Acórdão nº 683/17.2T8BRG.G1 de Tribunal da Relação de Guimarães, 04 de Outubro de 2018

Magistrado ResponsávelFERNANDA PROEN
Data da Resolução04 de Outubro de 2018
EmissorTribunal da Relação de Guimarães

Acordam na 1ª Secção Cível do Tribunal da Relação de Guimarães I. Relatório.

Na acção declarativa com processo comum, que corre termos no Juízo Local Cível de Braga – Juiz 3 – do Tribunal Judicial da Comarca de Braga, sob n.º 683/17.2T8BRG, intentada por X, lda contra Y – GRANDES ARMAZÉNS, S.A., NIPC (...), com sede na Avenida …, em Lisboa, - que deverá ser representada em juízo pelo Administrador do Condomínio do edifício em regime de propriedade horizontal sito na Rua (...), Avenida (...) e Rua (...), na freguesia de (...), no concelho de Braga, denominado Edifício W, designadamente, pela Loja do Condomínio – Braga, de C.M.S., Lda., com sede na Rua (…), em Braga, foi proferida em audiência prévia decisão, que julgou a autora parte ilegítima na acção, absolvendo a ré da instância.

* Pretende a autora por via da presente acção impugnar deliberação da assembleia de condóminos do Edifício W, sito em Braga, do dia 19.1.2016, aprovada com voto favorável da ré, que manteve a deliberação tomada 25.10.2016, no sentido da autora deixar de exercer actividade na fracção C, actividade essa que, segundo posição da ré e do condomínio, é concorrente com a exercida na fracção A pela aqui ré.

Para tanto, alegou ser proprietária da fracção que identificou na petição inicial.

A ré contestou, invocando, além do mais, a ilegitimidade da autora, alegando, para tal, que esta não é condómina porque não é proprietária da referida fracção, mas somente locatária da mesma.

Na réplica, a autora reconheceu que é somente locatária financeira da referida fracção, mas pugnou pela improcedência da excepção deduzida, sustentando que o locatário financeiro imobiliário tem a qualidade de condómino e invocando abuso de direito da ré na sua invocação.

Findos os articulados, foi realizada audiência prévia a 22 de Fevereiro de 2018, onde foi proferida decisão, com o seguinte teor: “…Como resulta dos autos, A. é locatária financeira da fracção C, do Edifício W, sendo sua proprietária o Banco A SA, - ver ter de fls. 122 v e ss- pretendendo obter a anulação de uma deliberação da assembleia de condóminos do aludido Edifício.

A questão a decidir consiste, face à arguida excepção da ilegitimidade da A., em saber se o locatário de fracção de um imóvel constituído em propriedade horizontal, por força de um contrato de locação financeira, pode impugnar as deliberações tomadas em Assembleia de Condóminos, em suma se tem legitimidade para intentar a presente acção.

Segundo o nº 1 do artigo 1433º do Código Civil, “As deliberações da assembleia contrárias à lei ou a regulamentos anteriormente aprovados são anuláveis a requerimento de qualquer condómino que as não tenha aprovado, sublinhado e destacado nosso.

Assim, os únicos requisitos necessários e suficientes para assegurar a legitimidade activa nas acções de impugnação das deliberações da Assembleia, ou para requerer a respectiva suspensão, são apenas dois: ser titular de uma fracção autónoma, ou seja, deter a qualidade de condómino, e, além disso, não ter aprovado a deliberação que é posta em crise. (cfr.

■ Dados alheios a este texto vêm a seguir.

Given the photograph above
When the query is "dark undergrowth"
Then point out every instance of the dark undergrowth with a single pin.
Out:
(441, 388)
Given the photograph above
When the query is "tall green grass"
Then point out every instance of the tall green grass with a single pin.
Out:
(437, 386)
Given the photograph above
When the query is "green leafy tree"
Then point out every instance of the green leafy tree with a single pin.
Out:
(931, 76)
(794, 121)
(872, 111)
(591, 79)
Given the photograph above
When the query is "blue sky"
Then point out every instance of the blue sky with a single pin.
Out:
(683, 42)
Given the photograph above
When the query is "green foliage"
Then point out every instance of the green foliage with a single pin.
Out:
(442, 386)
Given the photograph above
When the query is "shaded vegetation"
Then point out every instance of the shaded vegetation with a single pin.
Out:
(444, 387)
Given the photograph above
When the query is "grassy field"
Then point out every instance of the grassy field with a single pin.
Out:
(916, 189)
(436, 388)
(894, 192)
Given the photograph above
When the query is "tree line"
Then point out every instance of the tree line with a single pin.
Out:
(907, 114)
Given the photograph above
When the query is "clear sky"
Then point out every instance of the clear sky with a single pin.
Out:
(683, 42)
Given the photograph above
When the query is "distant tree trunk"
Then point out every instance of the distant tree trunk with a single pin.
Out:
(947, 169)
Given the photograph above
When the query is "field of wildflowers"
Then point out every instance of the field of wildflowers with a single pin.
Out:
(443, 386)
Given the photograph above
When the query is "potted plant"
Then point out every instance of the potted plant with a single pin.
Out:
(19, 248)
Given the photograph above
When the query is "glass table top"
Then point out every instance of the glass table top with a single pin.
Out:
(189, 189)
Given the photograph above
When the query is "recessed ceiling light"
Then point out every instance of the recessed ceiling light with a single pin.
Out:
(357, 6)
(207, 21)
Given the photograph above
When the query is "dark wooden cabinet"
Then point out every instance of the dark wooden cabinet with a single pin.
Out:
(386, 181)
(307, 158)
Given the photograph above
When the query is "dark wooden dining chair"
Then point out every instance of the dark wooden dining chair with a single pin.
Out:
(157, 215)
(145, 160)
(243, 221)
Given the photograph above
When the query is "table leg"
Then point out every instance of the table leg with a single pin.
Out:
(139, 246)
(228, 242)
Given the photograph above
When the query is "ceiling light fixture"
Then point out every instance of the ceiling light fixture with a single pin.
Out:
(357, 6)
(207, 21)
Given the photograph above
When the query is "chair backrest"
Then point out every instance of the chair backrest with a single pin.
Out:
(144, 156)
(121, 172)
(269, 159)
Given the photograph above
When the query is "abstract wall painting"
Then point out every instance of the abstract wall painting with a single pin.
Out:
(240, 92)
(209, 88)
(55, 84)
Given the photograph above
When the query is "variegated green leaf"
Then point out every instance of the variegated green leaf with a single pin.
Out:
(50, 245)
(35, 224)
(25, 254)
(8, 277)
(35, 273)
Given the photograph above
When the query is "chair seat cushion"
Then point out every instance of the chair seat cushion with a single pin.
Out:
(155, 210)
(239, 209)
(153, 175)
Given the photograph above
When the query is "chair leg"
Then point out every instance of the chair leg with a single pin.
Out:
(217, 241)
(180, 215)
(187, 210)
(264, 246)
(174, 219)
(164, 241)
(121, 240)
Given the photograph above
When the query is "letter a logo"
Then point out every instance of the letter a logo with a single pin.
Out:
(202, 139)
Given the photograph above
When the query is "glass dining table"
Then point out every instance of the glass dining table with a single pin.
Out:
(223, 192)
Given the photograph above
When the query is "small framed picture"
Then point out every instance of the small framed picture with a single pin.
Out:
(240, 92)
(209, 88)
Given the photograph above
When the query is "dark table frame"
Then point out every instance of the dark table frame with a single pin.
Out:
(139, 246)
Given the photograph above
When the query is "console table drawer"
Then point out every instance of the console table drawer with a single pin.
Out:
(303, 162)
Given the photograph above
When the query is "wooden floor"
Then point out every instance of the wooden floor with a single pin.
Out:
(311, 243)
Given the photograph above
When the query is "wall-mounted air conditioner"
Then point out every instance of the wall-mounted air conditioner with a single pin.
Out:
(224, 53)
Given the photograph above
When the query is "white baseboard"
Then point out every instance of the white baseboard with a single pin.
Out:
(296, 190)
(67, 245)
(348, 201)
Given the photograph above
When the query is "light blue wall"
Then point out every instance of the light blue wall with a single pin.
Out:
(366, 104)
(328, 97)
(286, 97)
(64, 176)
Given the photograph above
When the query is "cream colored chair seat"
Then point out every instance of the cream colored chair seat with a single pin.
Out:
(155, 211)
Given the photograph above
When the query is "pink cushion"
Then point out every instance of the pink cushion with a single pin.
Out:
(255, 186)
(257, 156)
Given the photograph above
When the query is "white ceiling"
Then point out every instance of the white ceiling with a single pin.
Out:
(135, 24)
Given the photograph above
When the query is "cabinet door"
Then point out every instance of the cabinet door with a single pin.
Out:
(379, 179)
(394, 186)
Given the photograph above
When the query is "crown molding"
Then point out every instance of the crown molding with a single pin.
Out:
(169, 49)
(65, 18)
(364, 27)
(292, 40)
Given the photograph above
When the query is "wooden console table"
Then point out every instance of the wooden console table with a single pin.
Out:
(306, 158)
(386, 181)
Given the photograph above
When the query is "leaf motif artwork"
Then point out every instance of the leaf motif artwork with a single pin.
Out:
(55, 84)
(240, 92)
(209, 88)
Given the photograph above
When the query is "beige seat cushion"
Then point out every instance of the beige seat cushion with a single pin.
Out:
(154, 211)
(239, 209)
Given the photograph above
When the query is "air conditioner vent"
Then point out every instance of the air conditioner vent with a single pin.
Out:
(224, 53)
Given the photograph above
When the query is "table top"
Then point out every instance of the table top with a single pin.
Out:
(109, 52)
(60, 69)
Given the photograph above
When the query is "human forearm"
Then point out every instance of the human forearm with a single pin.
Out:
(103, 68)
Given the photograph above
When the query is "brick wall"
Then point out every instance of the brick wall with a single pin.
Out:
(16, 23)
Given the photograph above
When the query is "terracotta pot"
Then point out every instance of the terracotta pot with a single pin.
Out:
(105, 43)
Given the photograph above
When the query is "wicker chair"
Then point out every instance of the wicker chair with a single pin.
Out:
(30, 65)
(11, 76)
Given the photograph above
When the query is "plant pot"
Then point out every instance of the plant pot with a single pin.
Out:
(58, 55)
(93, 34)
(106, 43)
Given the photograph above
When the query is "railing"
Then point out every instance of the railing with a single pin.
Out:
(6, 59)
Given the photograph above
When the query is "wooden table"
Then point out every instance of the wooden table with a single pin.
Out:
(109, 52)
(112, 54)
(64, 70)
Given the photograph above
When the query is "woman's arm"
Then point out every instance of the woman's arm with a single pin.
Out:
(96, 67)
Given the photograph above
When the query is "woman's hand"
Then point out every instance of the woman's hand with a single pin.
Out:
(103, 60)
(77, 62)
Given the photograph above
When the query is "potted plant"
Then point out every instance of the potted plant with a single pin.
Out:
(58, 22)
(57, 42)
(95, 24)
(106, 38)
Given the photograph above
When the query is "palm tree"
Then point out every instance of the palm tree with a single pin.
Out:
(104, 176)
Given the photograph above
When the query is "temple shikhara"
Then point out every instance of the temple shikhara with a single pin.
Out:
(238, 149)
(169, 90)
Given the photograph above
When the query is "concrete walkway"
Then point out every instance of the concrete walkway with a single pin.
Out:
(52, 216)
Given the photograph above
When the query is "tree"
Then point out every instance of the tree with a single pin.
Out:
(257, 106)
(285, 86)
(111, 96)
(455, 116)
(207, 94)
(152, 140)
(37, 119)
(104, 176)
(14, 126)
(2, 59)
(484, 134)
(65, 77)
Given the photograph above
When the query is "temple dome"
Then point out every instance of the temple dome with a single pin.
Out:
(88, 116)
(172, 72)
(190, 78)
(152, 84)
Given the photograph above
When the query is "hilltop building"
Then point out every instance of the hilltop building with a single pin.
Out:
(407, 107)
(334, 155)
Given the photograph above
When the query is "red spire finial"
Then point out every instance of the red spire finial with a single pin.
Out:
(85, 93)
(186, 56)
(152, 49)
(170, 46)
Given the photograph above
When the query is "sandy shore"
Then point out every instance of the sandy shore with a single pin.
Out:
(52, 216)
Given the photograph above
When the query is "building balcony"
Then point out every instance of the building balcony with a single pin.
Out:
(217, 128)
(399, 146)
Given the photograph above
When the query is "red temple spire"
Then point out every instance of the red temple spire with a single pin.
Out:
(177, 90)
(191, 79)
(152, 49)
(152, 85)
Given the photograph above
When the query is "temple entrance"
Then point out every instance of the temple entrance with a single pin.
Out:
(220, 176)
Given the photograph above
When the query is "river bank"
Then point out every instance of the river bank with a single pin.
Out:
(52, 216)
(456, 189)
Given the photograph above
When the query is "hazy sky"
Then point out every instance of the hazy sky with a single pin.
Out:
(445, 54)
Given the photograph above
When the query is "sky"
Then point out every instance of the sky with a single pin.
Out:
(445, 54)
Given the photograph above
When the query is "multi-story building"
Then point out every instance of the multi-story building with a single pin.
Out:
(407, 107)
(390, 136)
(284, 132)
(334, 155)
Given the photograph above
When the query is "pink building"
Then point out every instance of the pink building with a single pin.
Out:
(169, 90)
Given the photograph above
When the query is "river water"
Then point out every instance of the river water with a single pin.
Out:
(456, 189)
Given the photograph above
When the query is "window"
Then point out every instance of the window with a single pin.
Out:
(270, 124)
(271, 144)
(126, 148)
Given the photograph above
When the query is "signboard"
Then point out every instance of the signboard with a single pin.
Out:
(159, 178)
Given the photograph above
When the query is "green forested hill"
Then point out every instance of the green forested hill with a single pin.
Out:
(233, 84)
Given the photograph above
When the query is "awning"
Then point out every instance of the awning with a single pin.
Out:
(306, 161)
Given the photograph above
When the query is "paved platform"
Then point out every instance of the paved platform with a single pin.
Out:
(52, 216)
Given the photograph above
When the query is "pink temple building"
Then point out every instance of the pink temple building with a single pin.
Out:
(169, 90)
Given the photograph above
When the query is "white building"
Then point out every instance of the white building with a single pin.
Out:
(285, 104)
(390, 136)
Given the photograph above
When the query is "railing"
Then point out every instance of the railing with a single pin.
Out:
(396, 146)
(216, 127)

Abílio Neto, “Manual da Propriedade Horizontal”, 3ª edição, pág. 348).

Estabelece o nº 1 do artigo 1420º do referido diploma que “Cada condómino é proprietário exclusivo da fracção que lhe pertence e comproprietário das partes comuns do edifício”, e nessa qualidade “goza de modo pleno e exclusivo dos direitos de uso, fruição e disposição da coisa que lhe pertence, dentro dos limites da lei e com observância das restrições por ela impostas” (art. 1305º, do CCivil), ou seja, poderá livremente aliená-la, constituir sobre ela uma garantia real de habitação (art. 1484º, do CCivil), um usufruto, dá-lo de arrendamento, introduzir-lhe inovações, proceder à sua junção com outra ou outras,.., e praticar os demais actos consentidos pelo direito de propriedade.

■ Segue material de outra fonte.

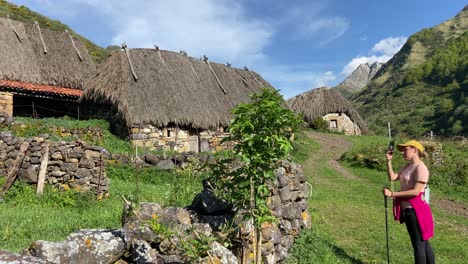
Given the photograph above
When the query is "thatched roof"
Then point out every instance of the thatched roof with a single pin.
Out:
(321, 101)
(23, 60)
(171, 88)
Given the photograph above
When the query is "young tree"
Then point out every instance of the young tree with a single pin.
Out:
(261, 132)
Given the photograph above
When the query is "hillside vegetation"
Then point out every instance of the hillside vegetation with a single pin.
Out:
(24, 14)
(424, 86)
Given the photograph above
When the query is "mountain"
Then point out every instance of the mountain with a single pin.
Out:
(424, 87)
(24, 14)
(358, 79)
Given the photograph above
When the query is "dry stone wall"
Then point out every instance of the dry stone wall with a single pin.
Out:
(138, 242)
(181, 140)
(71, 165)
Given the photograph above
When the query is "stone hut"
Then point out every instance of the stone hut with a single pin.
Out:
(165, 100)
(332, 107)
(41, 71)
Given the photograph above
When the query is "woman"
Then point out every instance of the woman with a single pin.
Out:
(408, 205)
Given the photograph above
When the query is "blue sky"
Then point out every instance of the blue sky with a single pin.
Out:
(296, 45)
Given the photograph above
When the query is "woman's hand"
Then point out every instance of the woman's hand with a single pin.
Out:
(389, 155)
(387, 192)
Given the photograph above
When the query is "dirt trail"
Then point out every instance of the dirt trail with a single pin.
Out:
(336, 146)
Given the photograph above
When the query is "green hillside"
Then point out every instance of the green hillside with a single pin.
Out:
(24, 14)
(424, 86)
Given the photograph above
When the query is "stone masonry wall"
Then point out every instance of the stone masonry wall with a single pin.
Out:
(344, 124)
(6, 103)
(170, 138)
(71, 165)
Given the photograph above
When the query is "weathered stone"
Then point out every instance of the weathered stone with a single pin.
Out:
(142, 253)
(9, 257)
(165, 164)
(281, 252)
(287, 241)
(168, 246)
(82, 173)
(207, 203)
(138, 136)
(69, 166)
(202, 228)
(57, 156)
(85, 163)
(84, 246)
(286, 226)
(28, 175)
(284, 194)
(91, 155)
(151, 158)
(221, 253)
(292, 211)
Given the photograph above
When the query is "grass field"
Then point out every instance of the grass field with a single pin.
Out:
(348, 218)
(348, 214)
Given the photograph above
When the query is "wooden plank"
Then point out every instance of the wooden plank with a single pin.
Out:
(43, 170)
(14, 171)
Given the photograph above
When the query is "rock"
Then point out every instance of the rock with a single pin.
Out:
(28, 175)
(9, 257)
(84, 246)
(206, 203)
(221, 253)
(82, 173)
(57, 156)
(142, 253)
(69, 166)
(284, 194)
(165, 164)
(281, 252)
(151, 158)
(287, 241)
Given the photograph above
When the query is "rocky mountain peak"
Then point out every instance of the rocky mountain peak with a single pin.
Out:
(359, 78)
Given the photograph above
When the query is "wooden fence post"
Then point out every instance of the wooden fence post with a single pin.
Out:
(12, 174)
(43, 170)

Isto posto, e assente que está que a aqui A. é mera locatária da fracção, atento o contrato de locação financeira estabelecido com a entidade bancária proprietária, poderá impugnar as deliberações aprovadas em Assembleia de Condóminos? A locação financeira é um contrato pelo qual uma das partes se obriga, mediante retribuição, a ceder à outra o gozo temporário de uma coisa móvel ou imóvel, adquirida ou construída, por indicação desta, e que o locatário poderá comprar, decorrido o período acordado, por um preço nele determinado ou determinável, mediante simples aplicação de critérios fixados – art. 1º, do DL n.º 149/95, de 24/06.

Estamos perante um contrato de estrutura trilateral - o fornecedor ou construtor da coisa, com quem o locador que contratou; e o locatário que contratou com este último. Entre o fornecedor e o locador configura-se uma aquisição de propriedade que passa do fornecedor para a esfera jurídica do locador. E este deve exigir e assegurar-se da verificação de todos os elementos ocorrentes ao negócio real aquisitivo, nomeadamente de possíveis vícios que possam ser oponíveis à sua aquisição.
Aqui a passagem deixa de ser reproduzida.